This was the time, and this was the scene.

Philippine independence had earlier been declared on June 12, 1898.

It hoped to send ripples down the archipelago.

And it did.

On the 5th of November that year, Negrenses took to the streets to claim their inalienable right to self-determination.

No other story in the archives of Negros wields greater sway in the evolution of Negrense heritage than this historic fight for independence from Spanish rule, and the consequent establishment of the Cantonal Republic of Negros.

A hundred twenty three years later, Cinco de Noviembre is an annual, province-wide holiday commemorating the brave spirit of Negrenses. And?

Sadly, much of this may be lost in today’s generation.

But then again, the young is not entirely to blame for not knowing about events in 1898, when their knowledge of history doesn’t even stretch back to as recently as Martial Law in the 1970s and 1980s.

It is up to the older generation to continue the noble mission of educating the young about this single most defining event in the narrative of Negros, Cinco de Noviembre.

For this reason, Negros Season of Culture marks the occasion each time it rolls around.

NSC was launched on this day in 2020, and this year 2021, NSC returns to deliver a fresh view of the memoirs.

Doing so confirms, Cinco de Noviembre is not just a day in history, but a constant wellspring of good vibes for all freedom-loving Filipinos, now and for all time.

Negros Season of Culture’s journey back in time begins with the two main characters of the saga, Gen. Aniceto Lacson of Talisay who led katipuneros from the north, and Gen. Juan Araneta of Bago who organized farm workers in the south.

The two converged in Bacolod to secure the surrender of the Spanish governor.

The production team of Negros Season of Culture sat down at length with descendants of the two generals to derive insight about them at the time that they lived, straight from inside their homes.

For Gen. Aniceto Lacson, the NSC team visited the actual set of the planning of the revolt.

Casa Grande, as it has been called, is a bahay-na-bato structure that sits in the middle of Gen. Lacson’s sugarcane plantation in Talisay City.

In this hacienda, katipuneros, or members of the Kataastaasan, Kagalanggalangang Katipunan ng mga Anak ng Bayan (KKK), were disguised as farm laborers awaiting the appointed day to start the revolution.

When the smoke settled, the Spanish forces in Negros surrendered and Gen. Lacson was elected President of the Cantonal Republic of Negros.

Casa Grande served as the country’s first presidential palace.
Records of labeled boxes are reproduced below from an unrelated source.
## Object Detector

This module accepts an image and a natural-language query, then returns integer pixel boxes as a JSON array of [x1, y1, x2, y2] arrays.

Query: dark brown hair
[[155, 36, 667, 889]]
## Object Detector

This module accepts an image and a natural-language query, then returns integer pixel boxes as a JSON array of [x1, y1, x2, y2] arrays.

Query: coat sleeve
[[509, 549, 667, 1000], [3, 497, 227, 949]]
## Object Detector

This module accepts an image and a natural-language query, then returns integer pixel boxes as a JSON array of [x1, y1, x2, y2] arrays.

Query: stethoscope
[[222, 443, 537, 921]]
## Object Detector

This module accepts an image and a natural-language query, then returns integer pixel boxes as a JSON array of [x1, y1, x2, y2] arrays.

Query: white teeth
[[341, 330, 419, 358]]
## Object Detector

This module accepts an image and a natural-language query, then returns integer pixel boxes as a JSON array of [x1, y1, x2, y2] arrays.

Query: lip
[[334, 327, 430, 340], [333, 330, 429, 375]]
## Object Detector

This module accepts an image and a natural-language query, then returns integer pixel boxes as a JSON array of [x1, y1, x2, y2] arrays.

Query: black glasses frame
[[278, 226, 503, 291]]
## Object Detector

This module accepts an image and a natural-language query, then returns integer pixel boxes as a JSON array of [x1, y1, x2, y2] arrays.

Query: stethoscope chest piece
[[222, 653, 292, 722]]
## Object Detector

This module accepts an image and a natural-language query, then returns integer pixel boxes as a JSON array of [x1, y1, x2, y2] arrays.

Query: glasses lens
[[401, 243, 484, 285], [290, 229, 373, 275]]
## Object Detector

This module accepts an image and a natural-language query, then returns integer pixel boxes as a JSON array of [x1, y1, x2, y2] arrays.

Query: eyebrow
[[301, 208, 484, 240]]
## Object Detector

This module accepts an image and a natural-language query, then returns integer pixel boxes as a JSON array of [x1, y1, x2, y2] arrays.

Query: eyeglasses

At that time, Malacañang was being passed on from Spanish rulers to the Americans who, by virtue of the Treaty of Paris at the end of the Spanish-American War, subjugated the Spanish territories of Guam, Puerto Rico, and the Philippines.

The General Aniceto Lacson Ancestral Home was declared a National Historic Landmark by the National Historic Institute in 2002.

For Gen. Araneta, the NSC crew was welcomed into General Juan Araneta Residence and Landmark Museum in Bago City.

The house was given to the general by a relative shortly after the revolution.

It is fondly called by locals as Balay ni Tan Juan, since the general was previously a Capitan Municipal, hence the nickname Tan Juan.

The museum celebrates the role of Gen. Araneta as commander of the southern forces.

Here one discovers the ingenuity of the general through stories of makeshift cannons, made out of rolled bamboo mats and painted black, and improvised rifles fashioned from nipa fronds.

The silhouette of farm workers marching with artillery was enough to convince Spanish authorities to surrender.

The museum also includes testaments about illustrious children of Bago City, including a Senator and a Chief Justice, who offered sterling service in all branches of the national government through the years.

In 1978 the descendants of Gen. Juan Araneta donated the property to Bago City.

It was promptly declared a National Historical Landmark by the National Historical Commission.

On eve of another election year, Negros Season of Culture inspires you to reflect on what enables the Filipino to hope and move forward from crises, year after year.

Negrenses have been spared by moments of integrity, industry, and innovation punctuating the lives of their courageous forefathers.

Their stories, archaic if not forgotten, have the unenviable job of pleading with today’s young minds to pause, listen, and learn.

Negros Season of Culture offers to bridge the generational divide.